Type of presentation: Oral

MS-4-O-1559 Structure-Property Relationships in Fe-Mn Austenitic TRIP/TWIP Steels Determined With Conventional and Aberration-Corrected Transmission Electron Microscopy

Wittig J. E.¹, Pierce D. T.¹, Bentley J.², Beigmohamadi M.³, Mayer J.³

¹Interdisciplinary Materials Science, Vanderbilt University, Nashville TN, 37235 USA, ²Microscopy and Microanalytical Sciences, PO Box 7103, Oak Ridge, TN 37831-7103, USA, ³Central Facility for Electron Microscopy, RWTH Aachen University, Aachen, Germany

j.wittig@vanderbilt.edu

A new class of austenitic steels stabilized with high Mn contents (instead of Ni) exhibits exceptional mechanical properties, such as large energy absorption and high work-hardening rate, owing to secondary deformation mechanisms such as mechanical twinning-induced plasticity (TWIP) and martensitic transformation-induced plasticity (TRIP) favored for low stacking-fault energy (SFE) [1]. The interaction of dislocations with twin boundaries and martensite interfaces during mechanical deformation enhances the work hardening, i.e., a dynamic Hall-Petch effect, with total elongations exceeding 70% and ultimate tensile strengths in the GPa regime.
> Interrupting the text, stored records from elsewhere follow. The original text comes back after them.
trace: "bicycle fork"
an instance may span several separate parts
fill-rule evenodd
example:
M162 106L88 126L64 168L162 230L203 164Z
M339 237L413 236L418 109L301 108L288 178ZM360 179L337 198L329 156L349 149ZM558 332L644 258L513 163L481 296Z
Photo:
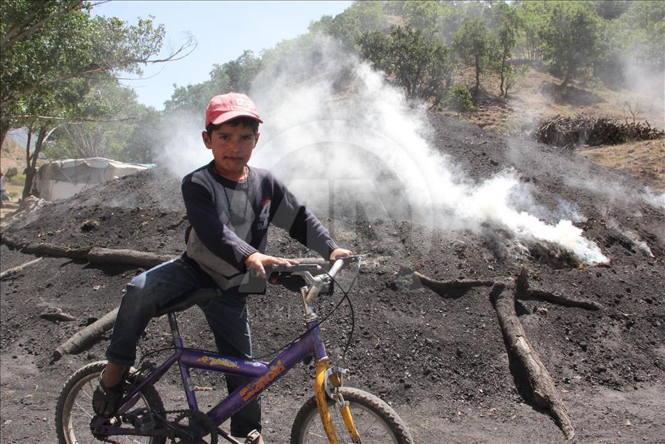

In this investigation, the SFE and deformation mechanisms of Fe-(22,25,28)Mn-3Al-3Si (wt%) austenitic steels have been studied with a combination of conventional and advanced electron microscopy to make correlations with the work-hardening behavior and mechanical properties. The SFE measurements employed weak-beam dark-field (WBDF) imaging to measure the separation of partial dislocations. Figure 1 is a WBDF image from Fe-22Mn-3Al-3Si recorded with a Philips CM20. Using single-crystal elastic constants to determine the effective shear modulus on the (111) slip plane and effective Poisson’s ratio, the SFE energies for the 22, 25 and 28% Mn alloys are 15 ± 3, 21 ± 3 and 39 ± 5 mJ/m2, respectively [2]. Deformation mechanisms were characterized by bright-field (BF) imaging of interrupted tensile tests. Figure 2 shows epsilon-martensite lath formation in the 22% Mn alloy after 10% strain. As the SFE increases, the secondary deformation changes from martensite to mechanical twining as shown in figure 3 from the 28% Mn alloy with 10% strain.

In order to better understand the role of twin boundaries and martensite interfaces on work hardening, high-resolution imaging (HRTEM) using an image-corrected FEI-Titan provides both qualitative and quantitative information about the strain fields at these interfaces. Figure 4 is an HRTEM image from the 28% Mn alloy of a twin boundary in a sample with 20% strain. The twin plane exhibits a lack of mirror symmetry which could contribute to the strong work-hardening effect. Quantification of the strain fields at these interfaces is currently ongoing using real-space strain measurements. The relatively thick electropolished samples (t/λ maps indicate that t~ 20 nm) and 20% deformation limit image quality. Improved images may be obtained with planned aberration-corrected STEM imaging.

References

[1] O. Grassel, L. Kruger, G. Frommeyer, and L. W. Meyer, Int. J. Plasticity,16(2000) p.1391

[2] D.T. Pierce, et al., Acta Mater 68 (2014) 238-253

Financial support from the NSF DMR 0805295 and the SFB 761 “Steel –ab initio” and research at the Ernst Ruska Centre are gratefully acknowledged.

Fig. 1: Weak Beam Dark Field image of partial dislocations in Fe 22Mn-3Al-3Si for stacking fault energy (SFE) measurements (sg = 0.15 nm-1).	Fig. 2: Bright Field of the Fe 22Mn-3Al-3Si alloy after 10% deformation exhibiting two variants of epsilon martensite formation.
Fig. 3: Bright Field image of the Fe 28Mn-3Al-3Si alloy after 10% strain revealing multiple deformation twins.	Fig. 4: High Resolution TEM image of a twin boundary in the Fe 28Mn-3Al-3Si alloy after 20% deformation.